La seconda bestia nera di Erdogan è Fethullah Gulen, l'imam in esilio negli Stati Uniti, capo della confraternita Cemaat, che secondo Erdogan ha infiltrato i vertici della sicurezza e della magistratura lanciando una campagna contro il primo ministro. Erdogan accusa Gulen di capeggiare dall'estero una sorta di "stato parallelo" che vuole disarcionare lui e l'Akp dopo 12 anni alla guida della Turchia.

La realtà è che Erdogan ha lasciato che la corruzione dilagasse tra la nuova classe politica e affaristica del Paese, inquinando anche la cerchia famigliare. Certamente è vero che il primo ministro e il partito musulmano Akp, saliti al potere nel 2002, hanno rappresentato un decennio di stabilità e innescato la maggiore crescita economica e sociale di un Paese islamico senza gas e petrolio. Ma questa parabola vincente si è smorzata all'improvviso con le manifestazioni del giugno scorso di Gezi Park, pagate non soltanto in termini di pesante repressione dei manifestanti ma anche di sfiducia da parte dei mercati sul futuro della Turchia e sui conti del Paese che non appaiono così brillanti come in passato.

Erdogan, sanguigno e determinato, conservatore nei costumi ma liberale in economia, aspirava fino a poco tempo fa a diventare la guida di un nuovo Medio Oriente e a cambiare lo Stato laico ereditato da Ataturk, adesso lotta per restare in sella e potrebbe avere rinunciato al progetto di presentarsi candidato in agosto alle presidenziali, le prime con il voto popolare diretto. Molto dipenderà dal risultato delle muncipali dove sono in gioco i sindaci di città chiave come Istanbul e Ankara.
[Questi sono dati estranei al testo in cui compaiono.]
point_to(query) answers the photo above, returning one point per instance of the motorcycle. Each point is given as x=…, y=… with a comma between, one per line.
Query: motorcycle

Il premier, che con si confida più con nessuno, neppure con il suo vice Ali Babacan, è un uomo provato: non solo dagli scandali, anche da una salute malferma, da un male sottile che lo rende ormai diffidente nei confronti persino dei più stretti collaboratori.

Ma la Turchia, nonostante Erdogan e gli scandali, si mantiene a galla: la crescita quest'anno non avrà ritmi alla cinese ma sarà pur sempre intorno al 3,5%, la più alta in Europa e il Paese riscuote ancora grande interesse per il suo dinamismo, come dimostra la Sace che oggi conta in Turchia su un portafoglio di impegni pari a 1,9 miliardi di euro, concentrato nei settori dell'energia, delle infrastrutture e delle tecnologie industriali. E l'annuncio della nuova pipeline finanziaria da un miliardo di euro è stata organizzata davanti a 200 uomini d'affari e banchieri a Eataly, allo Zorlu Center. Un altro mega-polo commerciale e del lusso che a quanto pare è entrato nel mirino della magistratura: nella fretta di realizzarlo qualcuno si è "dimenticato" dei permessi edilizi. Sono cose che accadono nell'affluente e ribollente Turchia di Erdogan.